Residenzpflicht abschaffen

Stellungnahme des Katholischen Büros Erfurt zur Residenzpflicht für Asylbewerber und für Ausländer mit Duldung

 

Seit langem setzt sich das Katholische Büro für eine Lockerung bzw. Abschaffung der Residenzpflicht für Asylbewerber als auch für abgelehnte Asylbewerber im Status der Duldung ein. Aus diesem Grunde findet die Aussage der Thüringer Koalitionsvereinbarung "die geltende Residenzpflicht für Asylbewerber wird im räumlichen Bezug erweitert" die Unterstützung der katholischen Kirche.

In einem ersten Schritt würde eine Lockerung der Residenzpflicht die Situation von Flüchtlingen in Thüringen verbessern. Sie könnten leichter soziale Kontakte pflegen und beispielsweise Ärzte und Beratungsstellen, die nicht im Bereich der Aufenthaltsgestattung liegen, ohne einen Antrag an die Ausländerbehörde aufsuchen. Auch die Ausbildung von Kindern und Jugendlichen von Asylbewerberfamilien könnte erleichtert werden. Für die Teilnahme am gesellschaftlichen Leben eröffnen sich neue Möglichkeiten. Eine gelockerte Residenzpflicht würde außerdem den psychischen Druck, dem sich Flüchtlinge ausgesetzt sehen, verrringern und die Zugangmöglichkeiten zu Beratungsdiensten verbessern.

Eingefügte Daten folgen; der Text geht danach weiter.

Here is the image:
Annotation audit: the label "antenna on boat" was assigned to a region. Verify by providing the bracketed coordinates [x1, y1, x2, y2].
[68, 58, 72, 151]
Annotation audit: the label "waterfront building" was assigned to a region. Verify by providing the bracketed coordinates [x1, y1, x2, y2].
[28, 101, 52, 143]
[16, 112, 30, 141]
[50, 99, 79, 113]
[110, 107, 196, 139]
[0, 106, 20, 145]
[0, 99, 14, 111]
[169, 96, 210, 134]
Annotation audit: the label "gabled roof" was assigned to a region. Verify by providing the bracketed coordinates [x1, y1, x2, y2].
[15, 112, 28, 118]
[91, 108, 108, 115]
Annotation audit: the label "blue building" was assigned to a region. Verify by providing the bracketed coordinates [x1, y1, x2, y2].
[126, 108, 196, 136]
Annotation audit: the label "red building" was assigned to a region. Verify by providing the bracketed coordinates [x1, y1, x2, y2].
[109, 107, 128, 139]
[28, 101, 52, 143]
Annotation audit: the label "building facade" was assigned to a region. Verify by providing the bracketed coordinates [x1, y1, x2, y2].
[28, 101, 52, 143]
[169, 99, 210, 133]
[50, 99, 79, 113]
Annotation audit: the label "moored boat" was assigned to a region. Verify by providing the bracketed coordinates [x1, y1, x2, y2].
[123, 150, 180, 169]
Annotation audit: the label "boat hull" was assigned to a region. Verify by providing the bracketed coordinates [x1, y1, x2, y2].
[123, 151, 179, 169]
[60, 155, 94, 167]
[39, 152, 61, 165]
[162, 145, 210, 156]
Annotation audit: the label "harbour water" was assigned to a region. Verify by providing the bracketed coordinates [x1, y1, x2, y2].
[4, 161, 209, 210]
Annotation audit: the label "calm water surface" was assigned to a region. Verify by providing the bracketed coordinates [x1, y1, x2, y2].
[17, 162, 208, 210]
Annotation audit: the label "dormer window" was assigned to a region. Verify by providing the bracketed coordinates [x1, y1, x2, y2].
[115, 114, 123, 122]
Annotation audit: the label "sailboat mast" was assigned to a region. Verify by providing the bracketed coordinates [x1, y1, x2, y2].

Aufgrund der überschaubaren Größe des Freistaates Thüringen sollte jedoch konsequenterweise eine gänzliche Abschaffung der Residenzpflicht für Asylbewerber in unserem Bundesland möglich sein. Ich verweise in diesem Zusammenhang auch auf den Antrag der FDP-Landtagsfraktion, der sich auch für eine Abschaffung der Residenzpflicht ausspricht. Zu diesem Antrag hat eine Anhörung durch den Innenausschuss des Thüringer Landtages stattgefunden.
Ich gehe davon aus, dass die neu zu erlassenden Regelungen auch auf die abgelehnten Asylbewerber im Status der Duldung Anwendung finden, da diese oftmals aus verschiedenen Gründen über Jahre in diesem ausländerrechtlichen Status verbleiben.